Empat jam kemudian, pesawat sampai di langit Kalimantan. Berputar-putar di udara mencari lokasi titik penerjunan yang "aman".

Aman dari serdadu Belanda--datang bersama pasukan Sekutu, pemenang Perang Dunia 2--yang lambat laun kembali menduduki Kalimantan. Dan aman dari liarnya hutan Kalimantan.

Tjilik Riwut memberi arahan. Anak suku Dayak Ngaju itu pernah jalan kaki dan bersampan mengelilingi Kalimantan yang luasnya lebih kurang lima kali lipat pulau Jawa. Hal yang dilakukannya semasa kanak-kanak tanpa baju dan tanpa alas kaki.

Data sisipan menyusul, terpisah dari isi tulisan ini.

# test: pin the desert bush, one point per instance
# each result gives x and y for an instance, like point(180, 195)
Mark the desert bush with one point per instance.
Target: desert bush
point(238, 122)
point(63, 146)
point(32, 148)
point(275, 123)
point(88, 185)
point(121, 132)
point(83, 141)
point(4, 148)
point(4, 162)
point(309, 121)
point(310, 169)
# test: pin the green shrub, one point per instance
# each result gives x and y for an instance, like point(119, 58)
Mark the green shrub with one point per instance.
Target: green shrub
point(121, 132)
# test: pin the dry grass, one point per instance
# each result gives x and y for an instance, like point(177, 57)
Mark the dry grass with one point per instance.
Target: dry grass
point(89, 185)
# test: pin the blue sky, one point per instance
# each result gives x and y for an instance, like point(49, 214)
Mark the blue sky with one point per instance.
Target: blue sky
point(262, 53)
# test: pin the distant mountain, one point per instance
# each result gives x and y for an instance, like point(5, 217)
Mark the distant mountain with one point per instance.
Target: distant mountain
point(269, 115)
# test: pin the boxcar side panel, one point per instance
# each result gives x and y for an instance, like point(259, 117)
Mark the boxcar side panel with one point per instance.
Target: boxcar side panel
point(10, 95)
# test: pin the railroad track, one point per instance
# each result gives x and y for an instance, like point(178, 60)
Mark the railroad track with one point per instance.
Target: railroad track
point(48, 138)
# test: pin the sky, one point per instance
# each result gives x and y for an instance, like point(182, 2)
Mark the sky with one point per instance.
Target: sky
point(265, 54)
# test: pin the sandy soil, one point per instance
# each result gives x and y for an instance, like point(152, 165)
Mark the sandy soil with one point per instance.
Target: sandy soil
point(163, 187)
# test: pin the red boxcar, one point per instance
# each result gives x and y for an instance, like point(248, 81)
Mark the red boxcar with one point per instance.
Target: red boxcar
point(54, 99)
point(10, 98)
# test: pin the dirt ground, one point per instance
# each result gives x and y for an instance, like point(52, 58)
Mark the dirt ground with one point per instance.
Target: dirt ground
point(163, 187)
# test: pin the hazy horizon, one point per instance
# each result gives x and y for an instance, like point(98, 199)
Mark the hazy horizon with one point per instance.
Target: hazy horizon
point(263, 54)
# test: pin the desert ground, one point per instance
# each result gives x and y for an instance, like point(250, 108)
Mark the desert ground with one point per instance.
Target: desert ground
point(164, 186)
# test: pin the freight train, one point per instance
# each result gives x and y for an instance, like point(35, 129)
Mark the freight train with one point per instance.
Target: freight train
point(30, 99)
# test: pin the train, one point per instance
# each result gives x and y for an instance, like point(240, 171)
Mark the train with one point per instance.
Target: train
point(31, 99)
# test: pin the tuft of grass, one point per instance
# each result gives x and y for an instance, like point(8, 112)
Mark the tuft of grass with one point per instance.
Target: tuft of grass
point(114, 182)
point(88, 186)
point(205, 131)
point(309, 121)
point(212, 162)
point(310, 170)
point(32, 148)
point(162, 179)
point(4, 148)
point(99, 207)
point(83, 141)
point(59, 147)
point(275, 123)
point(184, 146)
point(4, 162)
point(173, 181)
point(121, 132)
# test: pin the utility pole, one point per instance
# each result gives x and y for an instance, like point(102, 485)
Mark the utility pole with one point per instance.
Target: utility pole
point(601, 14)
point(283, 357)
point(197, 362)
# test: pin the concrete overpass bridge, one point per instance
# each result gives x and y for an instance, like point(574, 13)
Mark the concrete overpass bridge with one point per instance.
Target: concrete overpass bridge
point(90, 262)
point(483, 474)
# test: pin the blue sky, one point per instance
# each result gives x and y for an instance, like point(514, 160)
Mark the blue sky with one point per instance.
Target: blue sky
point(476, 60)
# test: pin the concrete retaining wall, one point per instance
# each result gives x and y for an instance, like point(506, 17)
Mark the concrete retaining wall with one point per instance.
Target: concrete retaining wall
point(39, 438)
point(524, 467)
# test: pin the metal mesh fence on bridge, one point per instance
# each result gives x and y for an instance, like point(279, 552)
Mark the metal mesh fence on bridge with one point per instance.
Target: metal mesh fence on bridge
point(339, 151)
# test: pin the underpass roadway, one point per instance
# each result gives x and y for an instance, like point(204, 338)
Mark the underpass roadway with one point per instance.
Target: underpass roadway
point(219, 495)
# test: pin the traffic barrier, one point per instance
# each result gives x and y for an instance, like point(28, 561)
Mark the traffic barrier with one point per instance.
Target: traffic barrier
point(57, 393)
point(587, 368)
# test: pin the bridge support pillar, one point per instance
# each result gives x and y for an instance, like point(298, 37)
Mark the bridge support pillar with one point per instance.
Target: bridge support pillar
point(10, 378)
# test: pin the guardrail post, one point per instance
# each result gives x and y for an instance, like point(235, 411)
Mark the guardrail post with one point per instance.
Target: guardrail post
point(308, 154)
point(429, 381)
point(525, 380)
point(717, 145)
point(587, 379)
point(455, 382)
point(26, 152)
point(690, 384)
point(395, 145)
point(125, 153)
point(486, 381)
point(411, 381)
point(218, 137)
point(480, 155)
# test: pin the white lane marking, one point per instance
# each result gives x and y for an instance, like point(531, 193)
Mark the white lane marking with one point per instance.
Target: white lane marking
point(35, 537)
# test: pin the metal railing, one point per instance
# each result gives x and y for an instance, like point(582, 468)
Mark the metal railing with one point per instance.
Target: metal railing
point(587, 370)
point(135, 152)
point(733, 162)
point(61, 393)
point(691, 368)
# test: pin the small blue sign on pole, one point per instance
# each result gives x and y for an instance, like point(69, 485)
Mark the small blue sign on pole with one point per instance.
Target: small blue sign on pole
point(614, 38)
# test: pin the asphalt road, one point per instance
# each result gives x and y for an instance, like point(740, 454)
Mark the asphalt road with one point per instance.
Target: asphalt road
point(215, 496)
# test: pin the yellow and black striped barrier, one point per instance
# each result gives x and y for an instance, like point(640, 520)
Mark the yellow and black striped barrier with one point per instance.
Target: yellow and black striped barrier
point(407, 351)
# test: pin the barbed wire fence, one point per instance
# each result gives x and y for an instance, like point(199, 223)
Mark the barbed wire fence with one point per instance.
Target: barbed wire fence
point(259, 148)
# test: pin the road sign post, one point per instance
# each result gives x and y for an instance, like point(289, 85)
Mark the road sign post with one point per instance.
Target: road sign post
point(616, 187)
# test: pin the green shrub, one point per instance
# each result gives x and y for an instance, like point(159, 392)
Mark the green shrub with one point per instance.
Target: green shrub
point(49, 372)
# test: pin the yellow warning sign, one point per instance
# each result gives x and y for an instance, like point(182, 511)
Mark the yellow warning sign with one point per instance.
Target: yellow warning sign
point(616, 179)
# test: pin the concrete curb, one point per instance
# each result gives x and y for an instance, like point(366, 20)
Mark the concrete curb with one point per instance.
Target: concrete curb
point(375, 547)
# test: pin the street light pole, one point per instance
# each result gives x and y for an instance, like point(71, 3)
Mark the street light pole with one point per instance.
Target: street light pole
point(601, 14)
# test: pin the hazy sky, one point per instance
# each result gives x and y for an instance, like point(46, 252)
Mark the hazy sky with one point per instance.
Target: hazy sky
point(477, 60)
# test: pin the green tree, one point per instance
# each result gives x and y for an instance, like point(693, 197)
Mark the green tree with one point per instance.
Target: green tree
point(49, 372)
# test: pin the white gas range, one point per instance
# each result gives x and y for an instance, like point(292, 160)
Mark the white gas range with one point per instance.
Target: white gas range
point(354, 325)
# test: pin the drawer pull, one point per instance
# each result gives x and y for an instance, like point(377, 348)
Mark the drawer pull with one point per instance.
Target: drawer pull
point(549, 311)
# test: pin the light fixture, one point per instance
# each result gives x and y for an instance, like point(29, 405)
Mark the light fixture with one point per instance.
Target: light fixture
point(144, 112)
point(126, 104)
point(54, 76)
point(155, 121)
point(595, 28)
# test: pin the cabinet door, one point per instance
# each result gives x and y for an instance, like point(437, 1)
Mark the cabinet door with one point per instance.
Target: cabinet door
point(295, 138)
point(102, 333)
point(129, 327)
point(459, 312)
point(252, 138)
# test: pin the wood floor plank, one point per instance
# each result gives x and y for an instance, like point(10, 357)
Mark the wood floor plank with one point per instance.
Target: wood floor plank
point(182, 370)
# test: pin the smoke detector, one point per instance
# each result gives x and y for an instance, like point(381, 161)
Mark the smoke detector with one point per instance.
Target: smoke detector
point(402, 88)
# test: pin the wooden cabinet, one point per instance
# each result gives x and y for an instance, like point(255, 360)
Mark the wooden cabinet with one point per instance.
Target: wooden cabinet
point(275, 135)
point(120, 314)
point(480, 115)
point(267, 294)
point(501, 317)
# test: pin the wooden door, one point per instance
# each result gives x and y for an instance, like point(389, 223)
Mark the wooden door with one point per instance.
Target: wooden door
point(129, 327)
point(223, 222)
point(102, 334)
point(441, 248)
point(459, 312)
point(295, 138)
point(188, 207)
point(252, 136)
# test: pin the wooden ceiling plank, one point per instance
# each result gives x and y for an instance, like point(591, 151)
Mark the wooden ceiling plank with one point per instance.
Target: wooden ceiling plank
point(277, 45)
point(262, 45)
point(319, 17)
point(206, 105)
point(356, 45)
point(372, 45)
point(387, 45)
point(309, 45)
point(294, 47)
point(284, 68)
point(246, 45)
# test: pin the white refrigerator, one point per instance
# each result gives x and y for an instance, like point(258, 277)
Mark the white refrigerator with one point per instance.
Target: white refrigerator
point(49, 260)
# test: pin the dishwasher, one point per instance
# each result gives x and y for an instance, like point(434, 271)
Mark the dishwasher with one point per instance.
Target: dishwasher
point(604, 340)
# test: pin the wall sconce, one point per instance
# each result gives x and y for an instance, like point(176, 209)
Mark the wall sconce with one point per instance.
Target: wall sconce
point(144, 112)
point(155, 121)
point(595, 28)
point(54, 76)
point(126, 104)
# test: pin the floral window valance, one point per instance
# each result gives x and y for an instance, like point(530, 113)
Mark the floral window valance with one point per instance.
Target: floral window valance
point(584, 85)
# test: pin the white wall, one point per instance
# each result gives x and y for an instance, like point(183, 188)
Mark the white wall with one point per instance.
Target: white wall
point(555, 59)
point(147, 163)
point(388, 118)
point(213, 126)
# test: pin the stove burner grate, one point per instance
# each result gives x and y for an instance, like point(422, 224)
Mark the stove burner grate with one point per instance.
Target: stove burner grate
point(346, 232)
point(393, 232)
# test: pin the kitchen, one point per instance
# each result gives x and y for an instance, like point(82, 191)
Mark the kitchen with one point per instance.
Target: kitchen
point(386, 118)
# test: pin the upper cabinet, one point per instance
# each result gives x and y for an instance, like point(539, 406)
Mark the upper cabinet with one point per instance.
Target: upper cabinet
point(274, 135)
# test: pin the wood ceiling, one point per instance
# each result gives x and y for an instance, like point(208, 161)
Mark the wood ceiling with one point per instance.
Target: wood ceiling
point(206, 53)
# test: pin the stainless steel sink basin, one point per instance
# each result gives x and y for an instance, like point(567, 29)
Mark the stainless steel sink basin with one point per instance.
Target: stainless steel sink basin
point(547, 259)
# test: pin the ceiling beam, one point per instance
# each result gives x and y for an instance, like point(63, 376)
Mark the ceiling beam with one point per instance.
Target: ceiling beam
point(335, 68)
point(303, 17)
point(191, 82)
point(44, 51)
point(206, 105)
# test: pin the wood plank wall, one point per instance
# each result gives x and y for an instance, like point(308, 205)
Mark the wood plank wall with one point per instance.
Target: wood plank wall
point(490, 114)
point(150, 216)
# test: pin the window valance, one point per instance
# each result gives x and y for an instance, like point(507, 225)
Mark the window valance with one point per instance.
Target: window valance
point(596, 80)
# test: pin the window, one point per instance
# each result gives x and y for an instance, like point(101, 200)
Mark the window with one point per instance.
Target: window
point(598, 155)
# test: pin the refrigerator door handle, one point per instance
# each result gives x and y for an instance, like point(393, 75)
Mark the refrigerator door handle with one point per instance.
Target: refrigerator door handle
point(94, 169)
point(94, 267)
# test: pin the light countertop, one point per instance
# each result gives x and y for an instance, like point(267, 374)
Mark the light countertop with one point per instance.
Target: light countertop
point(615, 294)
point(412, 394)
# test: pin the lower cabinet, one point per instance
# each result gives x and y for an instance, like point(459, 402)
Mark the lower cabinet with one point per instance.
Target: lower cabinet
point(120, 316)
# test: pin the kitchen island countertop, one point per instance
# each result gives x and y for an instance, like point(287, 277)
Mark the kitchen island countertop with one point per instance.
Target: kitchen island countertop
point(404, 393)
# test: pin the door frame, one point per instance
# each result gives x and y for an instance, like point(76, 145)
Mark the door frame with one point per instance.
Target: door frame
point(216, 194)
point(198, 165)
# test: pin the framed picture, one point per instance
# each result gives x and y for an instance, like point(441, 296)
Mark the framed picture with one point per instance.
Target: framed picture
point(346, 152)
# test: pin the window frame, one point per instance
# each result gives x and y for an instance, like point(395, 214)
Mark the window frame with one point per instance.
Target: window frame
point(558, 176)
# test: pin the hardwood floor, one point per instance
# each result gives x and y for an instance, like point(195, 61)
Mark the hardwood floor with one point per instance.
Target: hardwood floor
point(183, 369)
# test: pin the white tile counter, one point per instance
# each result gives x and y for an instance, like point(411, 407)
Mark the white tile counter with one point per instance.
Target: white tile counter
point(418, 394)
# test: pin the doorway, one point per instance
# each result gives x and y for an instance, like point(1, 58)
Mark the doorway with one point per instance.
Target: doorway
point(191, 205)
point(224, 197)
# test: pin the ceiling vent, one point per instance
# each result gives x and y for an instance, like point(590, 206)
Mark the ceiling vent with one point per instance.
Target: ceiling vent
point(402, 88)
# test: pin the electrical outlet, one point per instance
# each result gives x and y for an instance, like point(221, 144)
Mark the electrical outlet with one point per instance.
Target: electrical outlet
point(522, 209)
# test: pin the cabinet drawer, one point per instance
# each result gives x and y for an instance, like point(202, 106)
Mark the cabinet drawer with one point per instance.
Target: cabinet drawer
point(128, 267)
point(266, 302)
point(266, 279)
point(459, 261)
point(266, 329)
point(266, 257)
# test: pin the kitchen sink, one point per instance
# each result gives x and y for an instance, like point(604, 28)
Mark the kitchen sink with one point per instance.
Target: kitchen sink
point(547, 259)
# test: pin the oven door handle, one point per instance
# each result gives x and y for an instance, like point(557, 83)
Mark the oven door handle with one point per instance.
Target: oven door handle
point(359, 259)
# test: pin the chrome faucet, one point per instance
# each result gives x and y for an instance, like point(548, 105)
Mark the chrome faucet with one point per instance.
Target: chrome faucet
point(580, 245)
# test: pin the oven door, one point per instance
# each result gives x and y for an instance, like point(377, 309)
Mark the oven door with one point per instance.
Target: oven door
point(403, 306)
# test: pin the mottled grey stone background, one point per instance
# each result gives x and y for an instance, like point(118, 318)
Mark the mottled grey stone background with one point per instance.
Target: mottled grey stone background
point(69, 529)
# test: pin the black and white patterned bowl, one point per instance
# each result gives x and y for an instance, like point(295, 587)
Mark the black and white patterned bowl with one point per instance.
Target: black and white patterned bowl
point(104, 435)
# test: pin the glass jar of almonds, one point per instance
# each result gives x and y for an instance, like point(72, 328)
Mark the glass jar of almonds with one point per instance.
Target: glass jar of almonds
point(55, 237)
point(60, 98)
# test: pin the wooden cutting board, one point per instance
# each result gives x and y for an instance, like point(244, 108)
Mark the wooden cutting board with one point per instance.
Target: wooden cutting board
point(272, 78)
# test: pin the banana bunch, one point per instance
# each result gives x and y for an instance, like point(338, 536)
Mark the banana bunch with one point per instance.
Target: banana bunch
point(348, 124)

Alhasil, pasukan pasukan payung pertama dalam sejarah angkatan perang Republik Indonesia tersebut berhasil terjun dan berkumpul di desa Sambi, Pangkalan Bun.

Untuk mengenang peristiwa bersejarah itu, kemudian hari tanggal 17 Oktober ditetapkan sebagai hari jadi Pasukan Khas TNI-AU.

Catatan Harian

Berdasarkan catatan harian ayahnya, Nila Riwut menulis Tjilik Riwut, My Father.

Saat memasuki pedalaman Kalimantan, "dari catatan harian beliau kutemukan info," tulis Nila, "untuk mengobarkan semangat juang diri sendiri atau mampatekang hambaruaa…dengan suara nyaring, Tjilik Riwut tak henti menyanyikan Mohing Asang."

DIABADIKAN jadi nama bandara di Palangkaraya, Kalimantan Tengah, Tjilik Riwut lakon utama bergabungnya Kalimantan ke Republik Indonesia.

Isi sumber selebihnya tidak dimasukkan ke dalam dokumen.